The node can become unresponsive in scenarios where the node gets rebooted due to patching, crash, maintenance etc. In some scenarios multiple nodes get rebooted and if one got stuck, rest will also suffer.
When we moved to calico 3.2.2 ( and 3.2.3) from 3.1.3, this case failed due to the new readiness probe.

@caseydavenport
Copy link
Member

It should be good if readiness probe also tolerates such skew in the mesh, else all other nodes in the mesh will suffer.

To be clear, the readiness probe does not affect the function of that node, it only reports a status. If the readiness probe fails on a node, that node should still function normally.

If a node is not reporting ready, it will pause a rolling update - this is to help protect against rolling out a bad configuration that could take down the cluster.

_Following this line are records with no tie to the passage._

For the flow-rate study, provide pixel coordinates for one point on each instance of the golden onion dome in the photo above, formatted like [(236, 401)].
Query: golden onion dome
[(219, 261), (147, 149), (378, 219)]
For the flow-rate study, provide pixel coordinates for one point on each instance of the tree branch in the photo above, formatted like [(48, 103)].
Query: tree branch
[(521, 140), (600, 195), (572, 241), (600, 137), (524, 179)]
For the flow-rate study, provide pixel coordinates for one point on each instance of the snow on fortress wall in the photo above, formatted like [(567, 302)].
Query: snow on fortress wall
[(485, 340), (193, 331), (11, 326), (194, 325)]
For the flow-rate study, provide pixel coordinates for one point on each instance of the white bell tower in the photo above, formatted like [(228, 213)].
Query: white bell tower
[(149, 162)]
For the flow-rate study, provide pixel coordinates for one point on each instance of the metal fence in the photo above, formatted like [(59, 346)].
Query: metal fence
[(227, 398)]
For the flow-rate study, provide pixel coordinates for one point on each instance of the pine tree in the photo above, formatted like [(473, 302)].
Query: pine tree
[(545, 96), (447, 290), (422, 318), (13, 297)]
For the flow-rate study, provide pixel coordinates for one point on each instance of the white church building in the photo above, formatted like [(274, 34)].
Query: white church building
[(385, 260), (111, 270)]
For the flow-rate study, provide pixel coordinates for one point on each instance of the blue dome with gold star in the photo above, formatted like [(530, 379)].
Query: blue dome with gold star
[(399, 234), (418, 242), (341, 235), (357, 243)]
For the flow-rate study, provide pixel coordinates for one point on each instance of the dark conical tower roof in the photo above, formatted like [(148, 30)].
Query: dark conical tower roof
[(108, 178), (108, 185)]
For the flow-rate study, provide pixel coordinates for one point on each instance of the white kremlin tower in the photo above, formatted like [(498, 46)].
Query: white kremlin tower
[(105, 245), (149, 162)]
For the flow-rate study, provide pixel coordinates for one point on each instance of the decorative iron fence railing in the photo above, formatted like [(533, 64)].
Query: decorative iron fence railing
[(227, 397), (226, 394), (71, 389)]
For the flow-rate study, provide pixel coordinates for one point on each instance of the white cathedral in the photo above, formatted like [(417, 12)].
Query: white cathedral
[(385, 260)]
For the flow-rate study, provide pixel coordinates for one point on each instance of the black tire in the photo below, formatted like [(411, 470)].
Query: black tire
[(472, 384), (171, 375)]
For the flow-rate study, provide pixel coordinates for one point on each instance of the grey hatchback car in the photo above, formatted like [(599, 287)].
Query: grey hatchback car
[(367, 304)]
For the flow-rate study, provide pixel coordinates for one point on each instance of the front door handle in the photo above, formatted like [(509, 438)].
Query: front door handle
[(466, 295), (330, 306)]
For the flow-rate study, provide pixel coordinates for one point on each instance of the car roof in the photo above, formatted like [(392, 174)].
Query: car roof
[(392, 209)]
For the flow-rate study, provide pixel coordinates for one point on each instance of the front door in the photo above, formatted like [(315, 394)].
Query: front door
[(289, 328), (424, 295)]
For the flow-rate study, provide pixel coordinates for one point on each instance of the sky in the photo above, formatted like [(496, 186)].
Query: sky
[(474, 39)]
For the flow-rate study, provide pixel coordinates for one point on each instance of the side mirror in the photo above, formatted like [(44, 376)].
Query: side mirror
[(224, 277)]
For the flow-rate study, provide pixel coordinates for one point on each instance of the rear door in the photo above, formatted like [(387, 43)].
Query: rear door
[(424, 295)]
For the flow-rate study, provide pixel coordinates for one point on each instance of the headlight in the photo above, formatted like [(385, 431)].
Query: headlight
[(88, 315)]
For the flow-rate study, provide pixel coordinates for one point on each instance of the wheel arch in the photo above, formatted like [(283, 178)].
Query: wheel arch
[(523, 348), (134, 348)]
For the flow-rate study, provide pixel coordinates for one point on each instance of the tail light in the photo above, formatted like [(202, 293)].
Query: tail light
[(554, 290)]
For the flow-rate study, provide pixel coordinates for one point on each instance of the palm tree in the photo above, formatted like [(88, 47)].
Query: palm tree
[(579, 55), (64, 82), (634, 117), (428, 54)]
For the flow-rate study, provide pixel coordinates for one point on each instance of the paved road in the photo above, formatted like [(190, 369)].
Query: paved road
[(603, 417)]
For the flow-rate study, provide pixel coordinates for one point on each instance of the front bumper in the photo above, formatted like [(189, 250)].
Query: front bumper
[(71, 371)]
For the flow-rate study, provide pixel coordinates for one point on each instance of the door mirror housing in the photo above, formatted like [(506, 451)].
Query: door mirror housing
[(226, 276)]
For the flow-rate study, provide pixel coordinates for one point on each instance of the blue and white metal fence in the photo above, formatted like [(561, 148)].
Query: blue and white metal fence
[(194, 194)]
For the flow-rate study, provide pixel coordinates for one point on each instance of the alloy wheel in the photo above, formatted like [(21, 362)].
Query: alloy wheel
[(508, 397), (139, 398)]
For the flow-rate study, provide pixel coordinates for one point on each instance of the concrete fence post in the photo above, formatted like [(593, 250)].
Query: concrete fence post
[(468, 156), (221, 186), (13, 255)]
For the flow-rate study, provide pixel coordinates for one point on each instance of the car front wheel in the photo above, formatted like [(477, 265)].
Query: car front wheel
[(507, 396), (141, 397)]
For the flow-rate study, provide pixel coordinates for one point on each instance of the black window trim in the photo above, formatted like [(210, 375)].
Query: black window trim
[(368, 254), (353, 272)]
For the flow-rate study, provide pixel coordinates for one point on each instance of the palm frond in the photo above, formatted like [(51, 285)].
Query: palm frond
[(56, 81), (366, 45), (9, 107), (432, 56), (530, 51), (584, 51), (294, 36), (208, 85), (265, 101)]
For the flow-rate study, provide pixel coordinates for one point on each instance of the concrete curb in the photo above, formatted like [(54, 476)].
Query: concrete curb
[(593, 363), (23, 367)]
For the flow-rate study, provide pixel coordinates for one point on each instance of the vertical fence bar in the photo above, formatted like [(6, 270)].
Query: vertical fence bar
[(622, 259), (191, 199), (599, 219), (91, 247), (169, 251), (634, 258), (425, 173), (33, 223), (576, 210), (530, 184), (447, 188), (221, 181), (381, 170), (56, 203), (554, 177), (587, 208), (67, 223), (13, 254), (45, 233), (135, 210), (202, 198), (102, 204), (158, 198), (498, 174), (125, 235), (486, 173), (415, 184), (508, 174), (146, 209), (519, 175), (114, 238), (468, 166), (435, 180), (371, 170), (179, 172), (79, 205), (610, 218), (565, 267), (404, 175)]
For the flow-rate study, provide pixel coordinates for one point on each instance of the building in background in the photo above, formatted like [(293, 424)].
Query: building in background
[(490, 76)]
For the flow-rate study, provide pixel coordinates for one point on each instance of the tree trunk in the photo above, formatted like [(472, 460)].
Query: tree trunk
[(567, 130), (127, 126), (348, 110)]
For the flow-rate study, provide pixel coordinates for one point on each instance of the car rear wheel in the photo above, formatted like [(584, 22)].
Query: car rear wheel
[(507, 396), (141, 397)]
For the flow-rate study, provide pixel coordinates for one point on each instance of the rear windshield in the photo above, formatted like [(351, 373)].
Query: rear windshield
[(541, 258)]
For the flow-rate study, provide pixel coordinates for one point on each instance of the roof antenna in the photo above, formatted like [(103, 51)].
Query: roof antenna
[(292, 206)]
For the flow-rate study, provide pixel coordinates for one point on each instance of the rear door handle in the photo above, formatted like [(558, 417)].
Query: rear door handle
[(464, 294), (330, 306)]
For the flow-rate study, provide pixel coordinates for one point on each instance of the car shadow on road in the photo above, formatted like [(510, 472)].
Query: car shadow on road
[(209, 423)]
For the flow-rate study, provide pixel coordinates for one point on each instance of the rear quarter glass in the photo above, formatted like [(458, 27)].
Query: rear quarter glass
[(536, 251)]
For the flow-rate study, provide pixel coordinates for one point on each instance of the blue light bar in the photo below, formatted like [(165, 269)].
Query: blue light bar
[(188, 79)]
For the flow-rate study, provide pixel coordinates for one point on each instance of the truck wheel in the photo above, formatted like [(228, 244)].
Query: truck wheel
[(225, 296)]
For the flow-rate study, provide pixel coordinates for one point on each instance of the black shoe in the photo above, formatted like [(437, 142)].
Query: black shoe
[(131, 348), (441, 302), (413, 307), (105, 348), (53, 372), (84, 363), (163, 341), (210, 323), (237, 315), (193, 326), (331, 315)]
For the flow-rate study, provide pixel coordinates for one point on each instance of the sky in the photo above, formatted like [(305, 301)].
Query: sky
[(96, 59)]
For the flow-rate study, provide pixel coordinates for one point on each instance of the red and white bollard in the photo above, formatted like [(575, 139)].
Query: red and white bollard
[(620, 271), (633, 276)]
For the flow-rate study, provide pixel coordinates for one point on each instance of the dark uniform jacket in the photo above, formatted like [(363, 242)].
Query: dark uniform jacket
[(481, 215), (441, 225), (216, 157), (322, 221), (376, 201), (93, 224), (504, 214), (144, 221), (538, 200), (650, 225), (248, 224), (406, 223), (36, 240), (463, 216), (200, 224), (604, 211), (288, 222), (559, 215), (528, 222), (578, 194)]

In the scenario that you're doing a rolling update, you don't want to continue if your new nodes fail to establish peerings.

The node can become unresponsive

Given the above, I'm not sure what you mean by "unresponsive" in this case. Do you mean some nodes are not working in some way?

@e-pirate
Copy link
Author

@caseydavenport do you have any plans/roadmap/decisions made on how to solve the original issue? We can help to test a new (alpha/beta) version in our environment and our test cases that originally brought us here. We are open to help. Even we are semi-solved the issue by making bird template and reducing GR timeout to 30 seconds, we will much prefer to have a robust solution incorporating both approaches! This will drastically reduce downtime in many cases, not only ingress-controllers.

@caseydavenport
Copy link
Member

@e-pirate one thing we haven't discussed till now is the use of route-reflectors.

I believe part of the issue you're experiencing is due to the use of Calico full-mesh BGP, which means that each node is dependent on each other node. One way to mitigate this is to use BGP route reflectors, which remove the full mesh dependency.

If you configure other nodes to be route reflectors, you should be able to restart both ingress nodes simultaneously and they won't get stuck waiting for the other one to come back up.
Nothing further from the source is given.